All fast food is going to make me feel like a regretful piece of garbage when I’m done eating it. However, knowing my money is chipping away slowly at the homelessness crises and paying employees a livable wage, I can at least feel good about being a conscious consumer and giving, even if it’s only slightly, back to my community. If a guy from Moses Lake, now living in Seattle, knew his money was supporting his home town economy everytime he purchased an Evolution Cannabis Co. product, he’ll support it all the time. Most people want to help, especially when you make it easy for them by laying out vital information in a well designed and color coordinated brochure.
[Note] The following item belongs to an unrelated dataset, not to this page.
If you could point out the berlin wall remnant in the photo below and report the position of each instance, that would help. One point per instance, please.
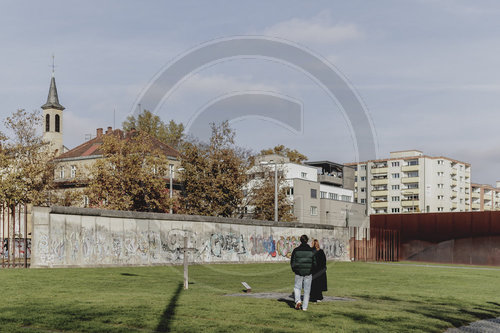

This is why GKC donates five-percent of their overall revenue towards state-wide homeless issues. Not only because they want to fix their community, but to give conscious consumers an avenue to shop for cannabis responsibly and vote with their dollars. This is one of the easiest ways to make a change in a consumeristic society. GKC doesn’t need everyone to buy their products, they wouldn’t have the inventory to fill those orders anyways. GKC wants to work with consumers to build relationships the same way they do with the cannabis brands under their umbrella. This will not only make buying cannabis safer and easier; it will create happily informed consumers. Informed cannabis consumption elevates the entire cannabis industry. It forces other companies to brand and market in new and unique ways that move the industry forward.